Yes it is. I missed that bit but it makes sense. It is nothing to do with the boiler having to be in a cabinet but refers to the fact that a combination boiler will require electricity and that must follow the current requirements for IEE wiring regs. So different requirements apply depending on where you wanted to site it. But from memory you can't have anything that could possibly be touched while wet. If you want to know more let me know and I will look it up when I get home.

Andrew


----------



## Anonymous (25 May 2004)

Hi Andrew

Can I refer you to my original question.

I have been told that I HAVE to fit or have fitted an exterior cabinet around a boiler that is going to be fitted as a replacement in the same position in my bathroom. 

I have been told that this is required by BS7671. 

I have been told that the boiler will not be commisioned unless this cabinet is put in place after they have fitted the boiler

I believe part 6 of the regs deals with bathrooms as locations.

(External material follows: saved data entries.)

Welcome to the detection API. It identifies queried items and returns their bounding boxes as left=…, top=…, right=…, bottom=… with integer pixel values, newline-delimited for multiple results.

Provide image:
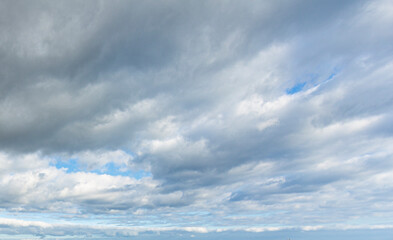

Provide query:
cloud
left=0, top=0, right=392, bottom=238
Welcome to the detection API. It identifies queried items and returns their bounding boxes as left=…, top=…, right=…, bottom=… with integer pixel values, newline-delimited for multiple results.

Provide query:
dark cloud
left=0, top=0, right=393, bottom=238
left=0, top=0, right=369, bottom=152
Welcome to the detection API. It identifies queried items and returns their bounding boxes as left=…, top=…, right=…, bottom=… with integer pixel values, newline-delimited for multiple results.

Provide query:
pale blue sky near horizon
left=1, top=229, right=392, bottom=240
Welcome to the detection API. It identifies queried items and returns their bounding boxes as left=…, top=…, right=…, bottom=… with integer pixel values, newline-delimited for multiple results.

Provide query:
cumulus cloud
left=0, top=0, right=392, bottom=238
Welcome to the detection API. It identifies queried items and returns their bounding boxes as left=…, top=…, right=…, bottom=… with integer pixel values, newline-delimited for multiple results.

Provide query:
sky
left=0, top=0, right=393, bottom=239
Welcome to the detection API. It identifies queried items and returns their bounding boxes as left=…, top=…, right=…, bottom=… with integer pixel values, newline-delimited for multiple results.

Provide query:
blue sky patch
left=52, top=158, right=80, bottom=173
left=326, top=72, right=336, bottom=81
left=52, top=159, right=151, bottom=179
left=286, top=82, right=306, bottom=95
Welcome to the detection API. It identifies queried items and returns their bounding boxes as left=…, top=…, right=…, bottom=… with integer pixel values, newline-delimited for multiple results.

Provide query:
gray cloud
left=0, top=0, right=393, bottom=238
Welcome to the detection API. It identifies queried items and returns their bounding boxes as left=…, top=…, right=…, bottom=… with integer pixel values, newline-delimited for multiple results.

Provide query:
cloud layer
left=1, top=0, right=393, bottom=238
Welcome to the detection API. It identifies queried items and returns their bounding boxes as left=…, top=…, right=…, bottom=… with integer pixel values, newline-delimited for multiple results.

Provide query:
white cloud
left=257, top=118, right=279, bottom=131
left=0, top=0, right=393, bottom=238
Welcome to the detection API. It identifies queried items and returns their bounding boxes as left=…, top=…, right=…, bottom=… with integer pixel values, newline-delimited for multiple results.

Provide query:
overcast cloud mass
left=1, top=0, right=393, bottom=239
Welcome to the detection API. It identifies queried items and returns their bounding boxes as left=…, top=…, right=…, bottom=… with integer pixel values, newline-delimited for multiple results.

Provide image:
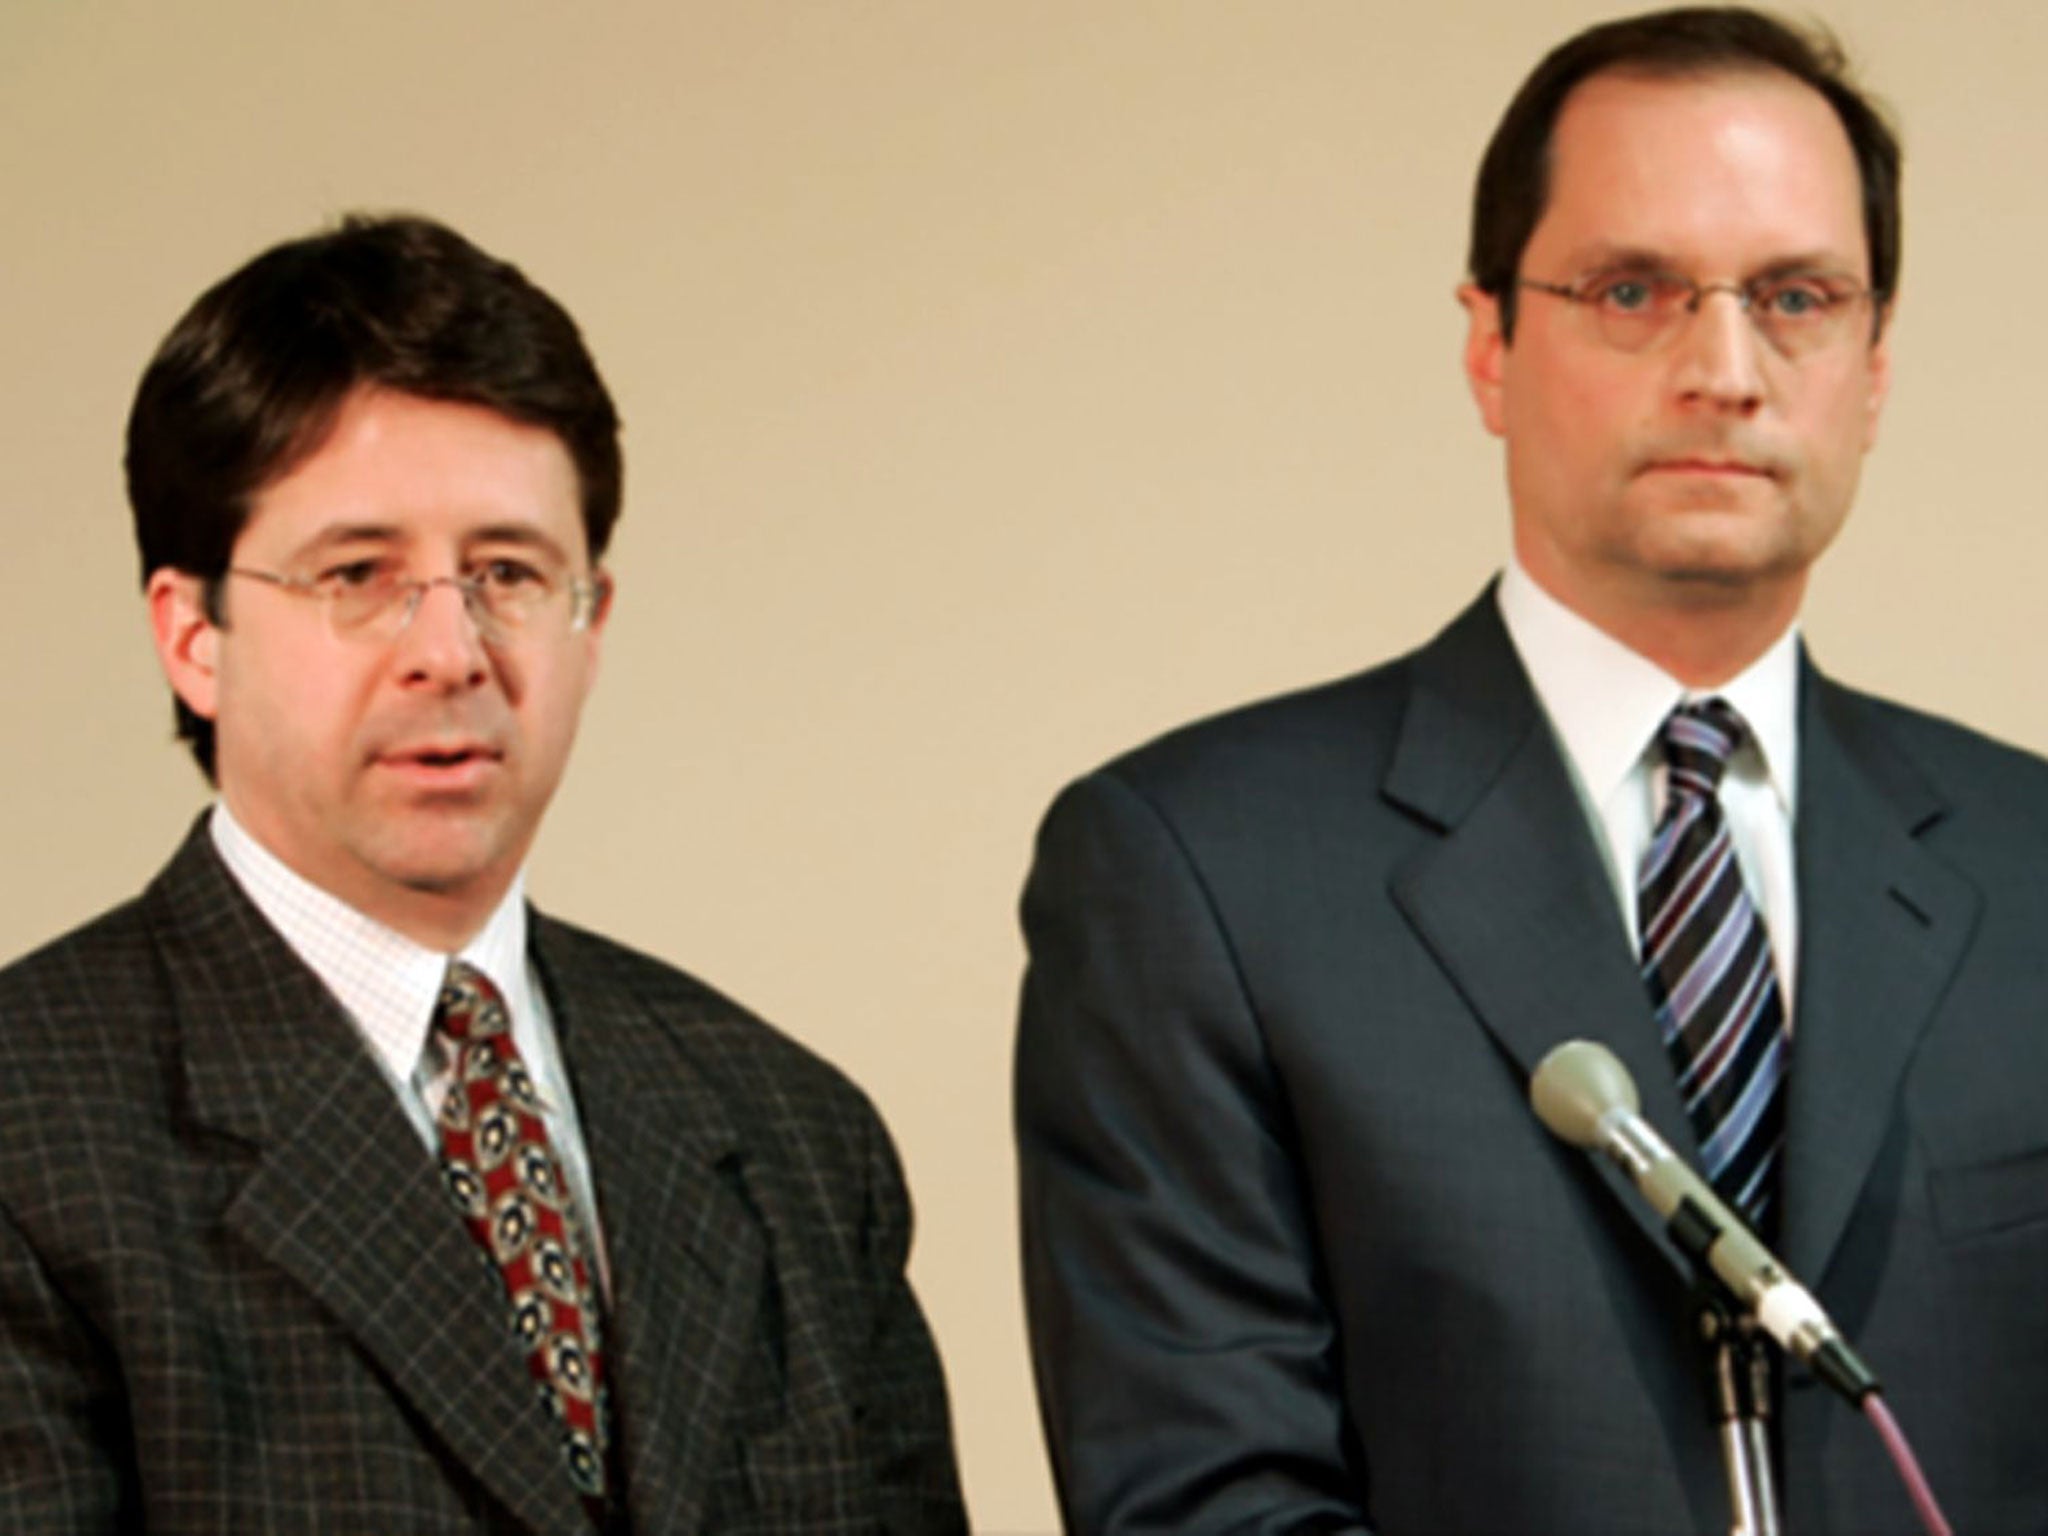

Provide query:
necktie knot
left=435, top=960, right=509, bottom=1044
left=1660, top=697, right=1745, bottom=802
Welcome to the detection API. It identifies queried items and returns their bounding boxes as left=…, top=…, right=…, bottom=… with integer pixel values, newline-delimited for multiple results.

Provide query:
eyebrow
left=462, top=524, right=575, bottom=566
left=1568, top=244, right=1866, bottom=281
left=282, top=521, right=577, bottom=569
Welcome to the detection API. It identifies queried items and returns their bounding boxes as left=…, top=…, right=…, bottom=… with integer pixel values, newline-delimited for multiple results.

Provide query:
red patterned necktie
left=432, top=960, right=614, bottom=1513
left=1637, top=700, right=1788, bottom=1227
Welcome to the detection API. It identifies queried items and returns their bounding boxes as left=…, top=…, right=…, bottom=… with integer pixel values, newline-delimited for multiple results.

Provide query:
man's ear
left=147, top=569, right=221, bottom=722
left=585, top=567, right=615, bottom=637
left=1458, top=283, right=1509, bottom=439
left=576, top=567, right=613, bottom=695
left=1863, top=299, right=1896, bottom=452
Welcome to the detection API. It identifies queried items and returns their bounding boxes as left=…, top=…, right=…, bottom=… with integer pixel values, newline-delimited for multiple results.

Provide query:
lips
left=1637, top=442, right=1782, bottom=480
left=380, top=740, right=502, bottom=767
left=1643, top=457, right=1775, bottom=478
left=372, top=739, right=506, bottom=791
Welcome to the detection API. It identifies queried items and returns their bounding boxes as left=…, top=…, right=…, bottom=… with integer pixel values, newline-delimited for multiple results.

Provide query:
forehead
left=239, top=388, right=586, bottom=559
left=1531, top=67, right=1869, bottom=275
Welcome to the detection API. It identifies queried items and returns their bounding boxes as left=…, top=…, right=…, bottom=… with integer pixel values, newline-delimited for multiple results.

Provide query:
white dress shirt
left=1496, top=557, right=1801, bottom=1013
left=209, top=802, right=610, bottom=1286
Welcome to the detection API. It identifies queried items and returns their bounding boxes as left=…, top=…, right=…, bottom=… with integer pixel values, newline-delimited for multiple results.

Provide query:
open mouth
left=378, top=744, right=504, bottom=786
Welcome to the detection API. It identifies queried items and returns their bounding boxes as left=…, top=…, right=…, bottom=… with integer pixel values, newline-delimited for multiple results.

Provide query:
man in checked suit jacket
left=0, top=215, right=965, bottom=1533
left=1018, top=9, right=2048, bottom=1534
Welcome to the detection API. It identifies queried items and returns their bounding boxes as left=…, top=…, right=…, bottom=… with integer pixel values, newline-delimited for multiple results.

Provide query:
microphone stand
left=1531, top=1042, right=1954, bottom=1534
left=1697, top=1289, right=1780, bottom=1536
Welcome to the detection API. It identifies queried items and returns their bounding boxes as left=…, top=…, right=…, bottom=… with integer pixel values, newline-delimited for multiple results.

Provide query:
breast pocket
left=1927, top=1139, right=2048, bottom=1241
left=1908, top=998, right=2048, bottom=1243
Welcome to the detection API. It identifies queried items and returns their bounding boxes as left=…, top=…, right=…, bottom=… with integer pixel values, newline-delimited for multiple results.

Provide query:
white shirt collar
left=1496, top=555, right=1800, bottom=815
left=209, top=802, right=530, bottom=1091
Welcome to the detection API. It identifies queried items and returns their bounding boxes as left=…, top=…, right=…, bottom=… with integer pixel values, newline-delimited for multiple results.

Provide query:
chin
left=1633, top=516, right=1803, bottom=577
left=359, top=822, right=518, bottom=901
left=1650, top=566, right=1778, bottom=601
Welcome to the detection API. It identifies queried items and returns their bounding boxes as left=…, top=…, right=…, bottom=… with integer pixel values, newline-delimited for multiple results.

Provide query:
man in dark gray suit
left=0, top=215, right=965, bottom=1533
left=1018, top=8, right=2048, bottom=1533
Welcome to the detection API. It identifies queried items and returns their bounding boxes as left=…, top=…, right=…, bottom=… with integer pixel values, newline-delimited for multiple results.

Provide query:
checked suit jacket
left=0, top=822, right=966, bottom=1534
left=1018, top=589, right=2048, bottom=1534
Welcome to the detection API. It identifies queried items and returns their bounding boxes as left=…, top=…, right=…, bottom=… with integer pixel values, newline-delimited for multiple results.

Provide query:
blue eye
left=1760, top=281, right=1830, bottom=319
left=1595, top=278, right=1655, bottom=313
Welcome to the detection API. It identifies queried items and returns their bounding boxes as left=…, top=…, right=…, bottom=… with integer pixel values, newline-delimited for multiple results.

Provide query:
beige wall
left=3, top=4, right=2044, bottom=1529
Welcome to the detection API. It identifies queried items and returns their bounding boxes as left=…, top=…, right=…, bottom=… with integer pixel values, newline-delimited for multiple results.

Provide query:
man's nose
left=1670, top=287, right=1768, bottom=412
left=394, top=577, right=491, bottom=688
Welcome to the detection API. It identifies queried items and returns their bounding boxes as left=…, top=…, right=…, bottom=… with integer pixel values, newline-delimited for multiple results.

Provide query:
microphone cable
left=1531, top=1039, right=1956, bottom=1536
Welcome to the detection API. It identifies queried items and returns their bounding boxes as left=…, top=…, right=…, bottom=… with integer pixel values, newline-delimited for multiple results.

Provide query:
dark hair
left=1468, top=6, right=1901, bottom=338
left=125, top=213, right=623, bottom=778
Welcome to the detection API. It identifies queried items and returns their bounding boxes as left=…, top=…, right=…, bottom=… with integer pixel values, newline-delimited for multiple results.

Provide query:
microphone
left=1530, top=1039, right=1879, bottom=1406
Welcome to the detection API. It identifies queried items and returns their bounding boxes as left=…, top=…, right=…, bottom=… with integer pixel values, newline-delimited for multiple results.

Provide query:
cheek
left=511, top=653, right=592, bottom=759
left=1809, top=388, right=1879, bottom=484
left=224, top=642, right=372, bottom=782
left=1509, top=379, right=1634, bottom=494
left=1807, top=357, right=1883, bottom=446
left=1510, top=346, right=1630, bottom=439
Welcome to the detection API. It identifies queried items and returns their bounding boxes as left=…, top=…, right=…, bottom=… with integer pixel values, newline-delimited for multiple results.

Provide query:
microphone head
left=1531, top=1040, right=1640, bottom=1148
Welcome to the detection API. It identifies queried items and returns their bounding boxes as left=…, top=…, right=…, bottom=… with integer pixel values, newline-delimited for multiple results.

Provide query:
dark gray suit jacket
left=0, top=824, right=966, bottom=1534
left=1017, top=591, right=2048, bottom=1533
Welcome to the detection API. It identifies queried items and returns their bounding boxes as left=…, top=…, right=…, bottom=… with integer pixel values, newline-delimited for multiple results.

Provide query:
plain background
left=4, top=4, right=2045, bottom=1529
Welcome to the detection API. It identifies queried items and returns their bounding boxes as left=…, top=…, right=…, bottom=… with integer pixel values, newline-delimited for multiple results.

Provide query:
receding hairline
left=1533, top=60, right=1876, bottom=253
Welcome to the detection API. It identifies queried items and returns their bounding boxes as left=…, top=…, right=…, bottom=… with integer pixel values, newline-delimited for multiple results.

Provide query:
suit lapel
left=154, top=829, right=589, bottom=1535
left=1779, top=669, right=1978, bottom=1285
left=1386, top=597, right=1694, bottom=1153
left=1385, top=597, right=1701, bottom=1285
left=1382, top=607, right=1985, bottom=1301
left=537, top=921, right=767, bottom=1536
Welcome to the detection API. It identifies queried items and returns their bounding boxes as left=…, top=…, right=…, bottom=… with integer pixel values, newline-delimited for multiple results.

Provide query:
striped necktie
left=1637, top=699, right=1788, bottom=1226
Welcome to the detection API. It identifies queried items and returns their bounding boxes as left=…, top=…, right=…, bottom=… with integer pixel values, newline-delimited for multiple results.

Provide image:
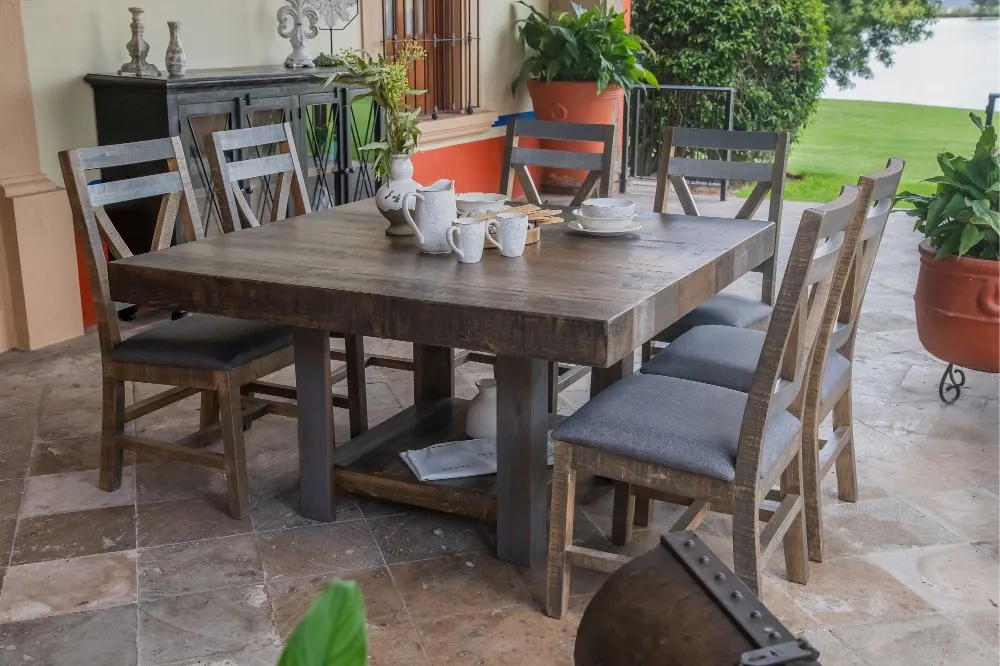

What I am asking for is where in these regs does it state this or words to that effect which would require or compel me to do this or have it done.

I have been advised by Corgi that there is nothing in the regs that stipulate this but the installer insists he is right.


----------



## Adam (25 May 2004)

I have to admit, whilst I don't know where in the regs it is, bathrooms are unusual for mains wiring - e.g. no plugs allowed, or normal lightswitches - everything has to be "pull-cords" - so you can't make contact with it, whilst you are wet. Can't you make a MDF "house" so he can declare if fully commissioned - then pull it down once he's gone. Similar to... my uncle was told the windowsills were to high in a barn conversion to get out of (by 15cm), so he got some wooden fruit boxes upside down for when the fire safety guy turned up. Stupid eh?

Adam


----------



## andrewm (25 May 2004)

According to the on-site guide no electrical accessories are allowed in zones 1 and 2 but they are allowed in zone 3 except for socket outlets and any provision for connecting portable equipment. There is no specific mention of boilers.

Zone 3 is defined as anything more than 0.6m away from a bath or shower and less than 2.25m high. Basically anything you can touch whilst standing in the bath or shower so that you won't be tempted to turn up the thermostat while taking a shower. 

As far as which section goes it refers to 601-08-01 and 601-09-03 but I have yet to find any reference to what this means. However 601 seems to be BS7671 so the first place to look might be sections 8.1 and 9.3. I only have the onsite guide but last time I looked the Wiring Regs were about 2 inches thick and covered everything you might want to know including all the three-phase stuff required to wire a factory. 

About the best advice you have received is to ask over in uk.d-i-y. They are a pretty knowledgeable and friendly bunch.

Andrew


----------



## Anonymous (26 May 2004)

Thanks for your answers.

It seems now from all the answers I have been given from various forums that the siting of the boiler is in fact within zone 2 ( less than 600mm from a shower cubicle) which apparently is a no no. 

That being so the orignal question is mute.

Despite all the answers I have received, no one has been able to answer the original question

IE: Which reg stipulates that a boiler fitted in a bath/showeroom MUST have an exterior cabinet or cupboard built round it. 

Perhaps then, that to fit a cabinet or cupboard is to circumvent regs which would ordinarily not allow a boiler being fitted in a certain position in a bathroom.

Who knows :roll:


----------